- Bubblegum Bitch (The TikTok Hits) playlist cover

Song by Marina and the Diamonds

from the album Electra Heart
- Released: 27 April 2012
- Recorded: 2011
- Genre: Electropop; pop-punk; new wave; bubblegum pop;
- Length: 2:32
- Label: 679; Atlantic;
- Songwriters: Marina Diamandis; Rick Nowels;
- Producers: Rick Nowels; Dean Reid;

Live video
- "Bubblegum Bitch" (Live from the Desert) on YouTube

= Bubblegum Bitch =

"Bubblegum Bitch" is a song by Welsh singer-songwriter Marina Diamandis, professionally known as Marina and formerly as Marina and the Diamonds. An opening track on her second studio album, Electra Heart (2012), it was released on 27 April 2012 along with the record. While the production was handled by Rick Nowels and Dean Reird, the song was written by Diamandis and Nowels. Despite not having been released as a single, the song entered international charts after experiencing a resurgence on social media platform TikTok in early 2021, thanks to which it subsequently was certified gold in the United States in March and silver in the United Kingdom in September the same year.

==Background==
The song was written by Diamandis and Nowels in June 2011 in Santa Monica, California, inspired by the book Bubblegum: The History of Plastic Pop by a British journalist, Nick Brownlee.
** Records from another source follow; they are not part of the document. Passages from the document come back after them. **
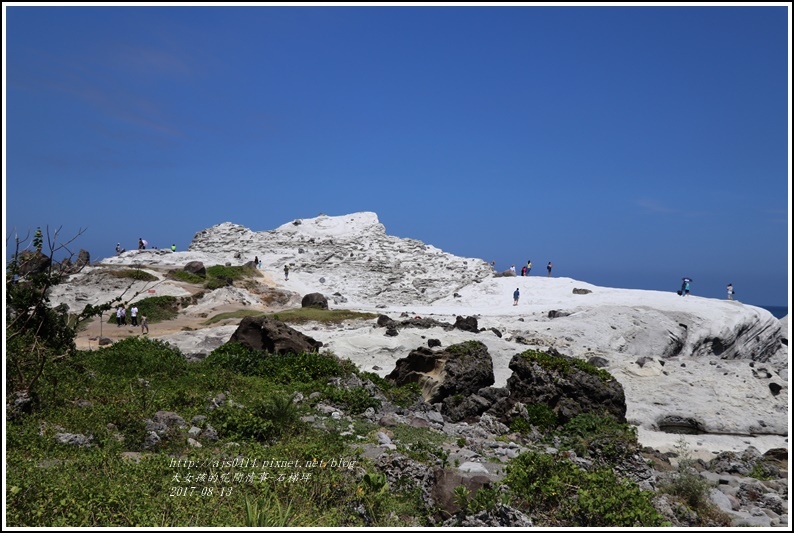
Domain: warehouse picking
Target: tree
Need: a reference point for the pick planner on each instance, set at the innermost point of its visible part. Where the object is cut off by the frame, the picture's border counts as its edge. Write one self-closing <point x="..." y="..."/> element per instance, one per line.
<point x="38" y="335"/>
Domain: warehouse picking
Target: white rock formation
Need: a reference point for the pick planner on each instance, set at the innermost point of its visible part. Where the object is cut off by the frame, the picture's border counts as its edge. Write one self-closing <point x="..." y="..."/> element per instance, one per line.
<point x="715" y="364"/>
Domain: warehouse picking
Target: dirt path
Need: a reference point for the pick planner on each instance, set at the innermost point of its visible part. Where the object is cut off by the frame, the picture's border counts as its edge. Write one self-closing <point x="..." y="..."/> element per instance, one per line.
<point x="88" y="338"/>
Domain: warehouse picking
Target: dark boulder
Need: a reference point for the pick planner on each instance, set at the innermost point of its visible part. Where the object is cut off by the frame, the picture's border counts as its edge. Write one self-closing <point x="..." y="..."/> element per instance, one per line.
<point x="466" y="324"/>
<point x="315" y="299"/>
<point x="272" y="336"/>
<point x="569" y="387"/>
<point x="385" y="322"/>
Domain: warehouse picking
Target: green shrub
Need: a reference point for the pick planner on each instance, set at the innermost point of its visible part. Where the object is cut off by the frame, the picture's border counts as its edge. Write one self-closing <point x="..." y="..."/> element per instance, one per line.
<point x="355" y="400"/>
<point x="565" y="365"/>
<point x="599" y="436"/>
<point x="558" y="492"/>
<point x="687" y="483"/>
<point x="135" y="357"/>
<point x="187" y="277"/>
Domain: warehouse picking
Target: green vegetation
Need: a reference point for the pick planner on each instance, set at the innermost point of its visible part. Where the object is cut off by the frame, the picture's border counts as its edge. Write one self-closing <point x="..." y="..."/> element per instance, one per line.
<point x="252" y="407"/>
<point x="562" y="494"/>
<point x="155" y="308"/>
<point x="691" y="490"/>
<point x="565" y="365"/>
<point x="53" y="484"/>
<point x="233" y="273"/>
<point x="599" y="437"/>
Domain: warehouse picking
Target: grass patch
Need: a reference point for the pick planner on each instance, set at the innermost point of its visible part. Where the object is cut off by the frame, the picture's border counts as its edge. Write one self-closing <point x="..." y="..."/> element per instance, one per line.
<point x="155" y="308"/>
<point x="301" y="315"/>
<point x="231" y="272"/>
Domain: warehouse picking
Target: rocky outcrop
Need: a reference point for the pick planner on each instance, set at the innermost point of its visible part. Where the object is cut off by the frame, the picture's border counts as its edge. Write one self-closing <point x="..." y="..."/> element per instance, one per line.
<point x="385" y="268"/>
<point x="195" y="267"/>
<point x="272" y="336"/>
<point x="568" y="386"/>
<point x="316" y="300"/>
<point x="460" y="369"/>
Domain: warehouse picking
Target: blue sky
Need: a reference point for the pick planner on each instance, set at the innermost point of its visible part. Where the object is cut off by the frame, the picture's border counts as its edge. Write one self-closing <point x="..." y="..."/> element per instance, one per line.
<point x="630" y="146"/>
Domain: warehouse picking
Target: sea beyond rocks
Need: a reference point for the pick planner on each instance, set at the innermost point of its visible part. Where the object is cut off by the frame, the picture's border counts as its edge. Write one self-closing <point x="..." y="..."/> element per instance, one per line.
<point x="712" y="373"/>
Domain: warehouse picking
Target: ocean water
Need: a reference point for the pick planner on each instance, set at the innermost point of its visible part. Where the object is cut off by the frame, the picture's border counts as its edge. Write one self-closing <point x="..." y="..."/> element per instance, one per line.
<point x="777" y="312"/>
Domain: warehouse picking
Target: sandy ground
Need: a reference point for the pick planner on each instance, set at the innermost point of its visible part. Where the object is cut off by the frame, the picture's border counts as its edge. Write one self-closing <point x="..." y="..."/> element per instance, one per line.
<point x="88" y="338"/>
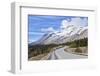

Speaking about the song in a promotional track-by-track interview, Marina said it was "maybe" her favourite track off the album, describing it as a "fun, sassy song". the song's verses took ten minutes to write, though they were collected over a period of three months. Marina expressed her interest in releasing the song as a single in 2012, but she said that she could not do it due to the vulgar title, acknowledging radio constraints. "Some songs sound like singles, but you can't release them", she explained in an interview to PopJustice. After the resurgence in 2021, when promoting her fifth studio album, Ancient Dreams in a Modern Land, Marina said that her record label, Atlantic Records, wanted her to shoot a music video to the song, but she declined the offer, saying she "can't go back to the past". As observed by the press, "it probably also didn't help that she was promoting a string of feminist anthems at the time for a new album, which lyrically contrasts the more playful viral hit in quite the dramatic fashion".

==Critical reception==
A song channelling the playful "spirit of Britney Spears at her most syrupy sweet" was met with mixed feelings at initial critics' response. Alexis Petridis from The Guardian compared the lyrical content used throughout the pop punk-inspired Electra Heart opener "Bubblegum Bitch" to "the self-fulfilling I-will-be-huge prophecy" that was developed in The Fame by Lady Gaga. Describing the track as "capricious", James Cristopher from AllMusic praised Marina's "resonant operatic voice", finding it expressive enough to make the song's lyrics "feel less like a floozy come-on and more like a malicious schoolyard taunt". However, Emily Mackay from The Quietus deemed both the title and the lyrical content of the song "cringeworthy", saying "with all the vapidity promised but little in the way of analysis thereof, though it's a passable bit of Katy Perryish stomp that retains some of her Sparksy, camp oddness". George Boorman from Clash in his highly negative review of the album said in his laconic final words: "There is actually a song called 'Bubblegum Bitch' on this album. 'nuff said".

==Charts==

Chart performance for "Bubblegum Bitch"
| Chart (2021) | Peak position |
|---|---|
| Greece (IFPI) | 98 |
| Lithuania (AGATA) | 89 |

==Certifications==

Certifications for "Bubblegum Bitch"
| Region | Certification | Certified units/sales |
| New Zealand (RMNZ) | Platinum | 30,000^{‡} |
| United Kingdom (BPI) | Gold | 400,000^{‡} |
| United States (RIAA) | Platinum | 1,000,000^{‡} |
^{‡} Sales+streaming figures based on certification alone.